No, it is a moose. An adventurous cow moose by the name of Alice was radio-collared in Adirondack Park and she was followed by scientists as she made her way into Canada. This took place many decades ago. Over the course of her life, she traversed the St. Lawrence River and walked across the 401, which is considered to be one of the busiest highways in Canada. Eventually, she settled down in Algonquin Provincial Park in Ontario. During her journey, she brought to light the significance of the ecological corridor that runs from the Algonquin to the Adirondacks (A2A) as a route for wildlife to travel. It was also the impetus for the work that was done by the A2A Collaborative, which is a nonprofit organisation that works to protect and improve the A2A corridor over international borders. This group was responsible for the creation of the A2A “Pilgrimage for Nature” Trail, which is the path that we were walking.

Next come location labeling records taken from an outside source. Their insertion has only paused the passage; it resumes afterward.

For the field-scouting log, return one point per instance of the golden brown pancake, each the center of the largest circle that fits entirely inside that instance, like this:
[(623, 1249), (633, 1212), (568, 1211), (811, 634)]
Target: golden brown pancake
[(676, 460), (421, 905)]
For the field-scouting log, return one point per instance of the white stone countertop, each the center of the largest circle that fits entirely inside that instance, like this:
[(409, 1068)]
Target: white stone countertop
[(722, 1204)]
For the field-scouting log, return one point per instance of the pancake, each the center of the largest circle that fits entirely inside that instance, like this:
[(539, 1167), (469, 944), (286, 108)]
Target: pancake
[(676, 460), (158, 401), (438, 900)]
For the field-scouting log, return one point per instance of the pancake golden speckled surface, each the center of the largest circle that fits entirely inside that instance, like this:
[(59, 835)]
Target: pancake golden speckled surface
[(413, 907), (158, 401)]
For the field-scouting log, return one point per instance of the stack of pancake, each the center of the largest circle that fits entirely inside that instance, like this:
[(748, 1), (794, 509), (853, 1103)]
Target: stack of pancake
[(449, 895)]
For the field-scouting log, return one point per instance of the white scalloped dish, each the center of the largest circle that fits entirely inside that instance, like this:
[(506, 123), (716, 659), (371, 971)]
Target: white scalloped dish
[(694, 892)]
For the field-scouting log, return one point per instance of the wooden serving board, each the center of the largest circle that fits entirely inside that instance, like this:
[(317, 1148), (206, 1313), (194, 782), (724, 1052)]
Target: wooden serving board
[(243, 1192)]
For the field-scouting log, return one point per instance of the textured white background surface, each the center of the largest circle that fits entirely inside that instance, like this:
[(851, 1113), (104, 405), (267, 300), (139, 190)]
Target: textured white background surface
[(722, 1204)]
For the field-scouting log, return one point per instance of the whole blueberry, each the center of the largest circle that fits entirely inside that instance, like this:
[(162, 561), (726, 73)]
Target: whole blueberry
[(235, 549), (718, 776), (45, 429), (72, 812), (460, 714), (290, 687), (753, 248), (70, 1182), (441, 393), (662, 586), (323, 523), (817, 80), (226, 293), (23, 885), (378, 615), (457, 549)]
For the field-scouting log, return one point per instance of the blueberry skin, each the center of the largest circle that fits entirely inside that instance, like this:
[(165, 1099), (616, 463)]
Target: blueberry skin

Nevertheless, not a single moose, whether it was a real one or a ghostly one, raised its head above the water to enquire about the source of the disturbance to the tranquilly of the wilderness. My upper back began to ache as I lifted my pack onto my shoulders and slung it over my shoulders. The two of us were following in the footsteps of a moose, and here we were. In addition to simply transporting cases of beer home in my knapsack, I wished that I had received additional training.

“Do you believe that we could end up with damage that is permanent as a result of these packs?” I enquired of Bill.

He made a shrugs. The question is, “Well, what do you and I have left? Perhaps fifteen years or so?” There is not much time left to suffer.”